# Pearl Izumi Attack Bib Shorts



## rosborn (May 10, 2009)

Howdy,

I've been thinking about going the bib short route after many seasons in shorts. I am hesitant about dropping big bucks on a pair of bib shorts, in case I end up not liking them, but am willing to take the plunge if I can get a decent pair for $100 or less. I have two pair of PI Elite shorts and one pair of Louis Garneau. I love the PI Elite shorts but the chamois may be a tad much. For me, the LG's just don't work. So . . . . can anyone speak to the quality of the PI Attack bib shorts in comparison to the PI Elite lineup? I am more concerned about the durability of the fabric for the Attack bib shorts and how it compares to the fabric of the Elite lineup. Also, does the chamois provide enough cushion on long rides?

Thanks for the help.

Rob


----------



## tindrum (Mar 5, 2008)

i'm in precisely the same boat... bump


----------



## fazzman (Mar 12, 2008)

Santini CX bibs best bang for the buck. About 100 bucks shipped if you can find them. Italian sizing thugh. I wear a US large but XL italian.


----------



## skiierx (Feb 20, 2008)

I upgraded to bibs a few years ago and love them. I was using the PI attacks you mention. My first pair of bibs were purchased during a close-out sale (1 model year old) from my LBS, they were the PI elite ultra-sensor shorts (which I still have) and the pad is much nicer then the attacks (IMO). Since switching over to bibs I have never looked back and only upgraded, now wearing the PI PRO bibs (those are at the top of my price-range).

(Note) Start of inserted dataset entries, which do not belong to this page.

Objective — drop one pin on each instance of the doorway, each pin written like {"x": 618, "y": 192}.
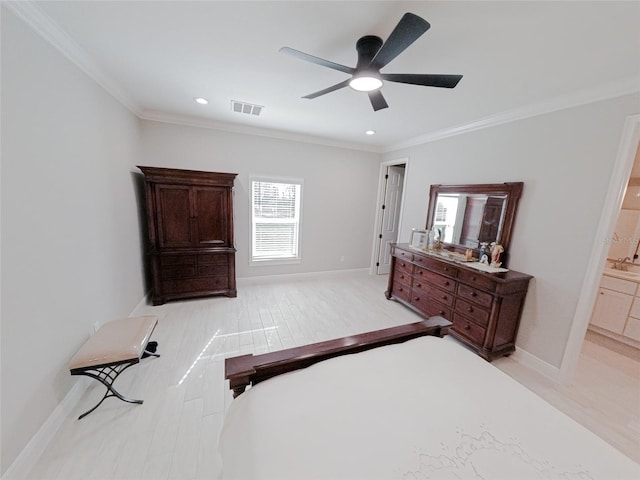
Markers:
{"x": 388, "y": 220}
{"x": 617, "y": 187}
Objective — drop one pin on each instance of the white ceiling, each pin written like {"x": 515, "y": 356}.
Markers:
{"x": 158, "y": 55}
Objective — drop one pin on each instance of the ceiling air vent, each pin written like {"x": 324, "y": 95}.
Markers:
{"x": 248, "y": 108}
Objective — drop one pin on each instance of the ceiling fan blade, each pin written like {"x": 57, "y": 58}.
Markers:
{"x": 427, "y": 80}
{"x": 409, "y": 29}
{"x": 333, "y": 88}
{"x": 317, "y": 60}
{"x": 377, "y": 100}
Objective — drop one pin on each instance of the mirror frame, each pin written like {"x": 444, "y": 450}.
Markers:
{"x": 512, "y": 191}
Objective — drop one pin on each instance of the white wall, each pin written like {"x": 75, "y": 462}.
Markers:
{"x": 565, "y": 160}
{"x": 71, "y": 252}
{"x": 339, "y": 192}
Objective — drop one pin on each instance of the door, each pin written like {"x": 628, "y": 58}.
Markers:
{"x": 390, "y": 216}
{"x": 173, "y": 203}
{"x": 212, "y": 227}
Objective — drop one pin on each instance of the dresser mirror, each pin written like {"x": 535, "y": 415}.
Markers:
{"x": 464, "y": 216}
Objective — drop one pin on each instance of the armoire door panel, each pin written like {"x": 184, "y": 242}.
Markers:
{"x": 174, "y": 216}
{"x": 212, "y": 227}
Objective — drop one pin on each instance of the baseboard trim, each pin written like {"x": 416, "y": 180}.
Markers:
{"x": 30, "y": 454}
{"x": 290, "y": 276}
{"x": 534, "y": 363}
{"x": 142, "y": 303}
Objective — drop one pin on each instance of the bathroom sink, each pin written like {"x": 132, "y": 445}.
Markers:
{"x": 622, "y": 274}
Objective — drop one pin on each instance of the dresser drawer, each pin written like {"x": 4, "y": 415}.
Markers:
{"x": 402, "y": 254}
{"x": 468, "y": 329}
{"x": 476, "y": 280}
{"x": 435, "y": 265}
{"x": 403, "y": 275}
{"x": 428, "y": 290}
{"x": 473, "y": 312}
{"x": 430, "y": 307}
{"x": 402, "y": 291}
{"x": 476, "y": 296}
{"x": 446, "y": 283}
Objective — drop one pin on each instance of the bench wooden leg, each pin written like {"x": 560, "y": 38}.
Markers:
{"x": 107, "y": 375}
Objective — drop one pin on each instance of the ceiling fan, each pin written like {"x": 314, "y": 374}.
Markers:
{"x": 373, "y": 54}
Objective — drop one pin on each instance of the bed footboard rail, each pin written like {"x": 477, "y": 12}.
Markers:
{"x": 251, "y": 369}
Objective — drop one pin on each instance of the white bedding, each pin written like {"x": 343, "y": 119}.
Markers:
{"x": 424, "y": 409}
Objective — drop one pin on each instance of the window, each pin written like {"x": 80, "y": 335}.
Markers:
{"x": 275, "y": 220}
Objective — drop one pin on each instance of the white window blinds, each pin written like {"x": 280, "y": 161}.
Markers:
{"x": 275, "y": 222}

Make the transition, you will be very happy. Check the close-out racks at your lbs and look online to find some discounted bibs (or call the PI outlet stores and see if they have some on the rack).

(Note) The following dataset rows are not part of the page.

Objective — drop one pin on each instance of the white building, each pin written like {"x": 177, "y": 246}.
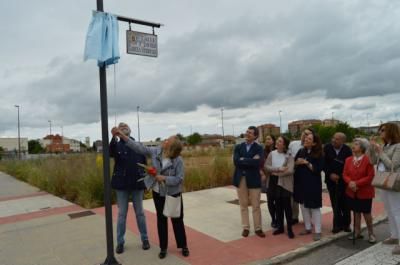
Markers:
{"x": 74, "y": 145}
{"x": 11, "y": 144}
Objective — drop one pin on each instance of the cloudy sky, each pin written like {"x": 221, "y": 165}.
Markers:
{"x": 307, "y": 58}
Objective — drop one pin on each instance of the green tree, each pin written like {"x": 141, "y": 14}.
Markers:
{"x": 194, "y": 139}
{"x": 34, "y": 147}
{"x": 347, "y": 130}
{"x": 180, "y": 137}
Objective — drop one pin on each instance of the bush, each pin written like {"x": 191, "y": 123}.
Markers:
{"x": 79, "y": 177}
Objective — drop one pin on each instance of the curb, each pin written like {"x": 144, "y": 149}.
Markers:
{"x": 302, "y": 251}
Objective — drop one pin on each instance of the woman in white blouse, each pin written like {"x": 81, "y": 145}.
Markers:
{"x": 280, "y": 166}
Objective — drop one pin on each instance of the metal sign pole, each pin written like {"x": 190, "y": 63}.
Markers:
{"x": 110, "y": 260}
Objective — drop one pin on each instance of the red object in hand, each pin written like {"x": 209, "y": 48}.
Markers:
{"x": 152, "y": 171}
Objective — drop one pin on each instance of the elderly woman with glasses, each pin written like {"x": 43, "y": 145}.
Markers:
{"x": 168, "y": 180}
{"x": 387, "y": 157}
{"x": 358, "y": 174}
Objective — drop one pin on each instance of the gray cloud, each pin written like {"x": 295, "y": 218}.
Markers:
{"x": 363, "y": 106}
{"x": 343, "y": 49}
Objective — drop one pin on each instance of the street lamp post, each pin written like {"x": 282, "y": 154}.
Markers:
{"x": 222, "y": 123}
{"x": 50, "y": 125}
{"x": 137, "y": 110}
{"x": 19, "y": 135}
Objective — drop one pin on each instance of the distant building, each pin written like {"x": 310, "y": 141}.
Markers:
{"x": 152, "y": 143}
{"x": 369, "y": 129}
{"x": 98, "y": 146}
{"x": 54, "y": 144}
{"x": 216, "y": 140}
{"x": 296, "y": 127}
{"x": 11, "y": 144}
{"x": 267, "y": 129}
{"x": 74, "y": 145}
{"x": 331, "y": 122}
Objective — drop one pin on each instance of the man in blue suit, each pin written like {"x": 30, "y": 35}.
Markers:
{"x": 247, "y": 160}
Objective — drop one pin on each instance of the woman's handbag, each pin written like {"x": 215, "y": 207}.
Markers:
{"x": 387, "y": 180}
{"x": 172, "y": 206}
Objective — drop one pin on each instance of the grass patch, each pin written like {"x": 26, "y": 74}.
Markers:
{"x": 79, "y": 178}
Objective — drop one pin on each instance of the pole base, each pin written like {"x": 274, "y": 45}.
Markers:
{"x": 111, "y": 261}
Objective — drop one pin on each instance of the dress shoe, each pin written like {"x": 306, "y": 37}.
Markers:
{"x": 396, "y": 250}
{"x": 390, "y": 241}
{"x": 371, "y": 239}
{"x": 305, "y": 232}
{"x": 162, "y": 254}
{"x": 317, "y": 236}
{"x": 290, "y": 233}
{"x": 260, "y": 233}
{"x": 278, "y": 231}
{"x": 119, "y": 249}
{"x": 351, "y": 237}
{"x": 347, "y": 229}
{"x": 145, "y": 245}
{"x": 185, "y": 252}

Plus a very nice benefit of owning PI is that they guarantee their products from defects, one pair of my bibs had a seem pulling out and I went to the store and walked out with a newer model year of the same short...no questions asked.


----------



## Mootsie (Feb 4, 2004)

Attack I think is the lowest bib model PI makes. Try the Ultrasensor and then the Microsensor and see what you think. Generally as you go up in models the fit and chamois are better and the material breathes better.


----------



## rosborn (May 10, 2009)

skiierx said:


> I upgraded to bibs a few years ago and love them. I was using the PI attacks you mention. My first pair of bibs were purchased during a close-out sale (1 model year old) from my LBS, they were the PI elite ultra-sensor shorts (which I still have) and the pad is much nicer then the attacks (IMO). Since switching over to bibs I have never looked back and only upgraded, now wearing the PI PRO bibs (those are at the top of my price-range).
> 
> Make the transition, you will be very happy. Check the close-out racks at your lbs and look online to find some discounted bibs (or call the PI outlet stores and see if they have some on the rack).
> 
> Plus a very nice benefit of owning PI is that they guarantee their products from defects, one pair of my bibs had a seem pulling out and I went to the store and walked out with a newer model year of the same short...no questions asked.


I would love to be able to pop for a pair of PI P.R.O. bibs but money is TIGHT right now (unemployed) so that's why I have been considering the Attack bibs. Here's the thing, I'd go with the Elites but I need an XXL right now and PI stopped making Elite bibs in that size. The PI bibs above and below that level come in the size I need but I can't justify spending $150 on a pair of bibs until/unless I find a job.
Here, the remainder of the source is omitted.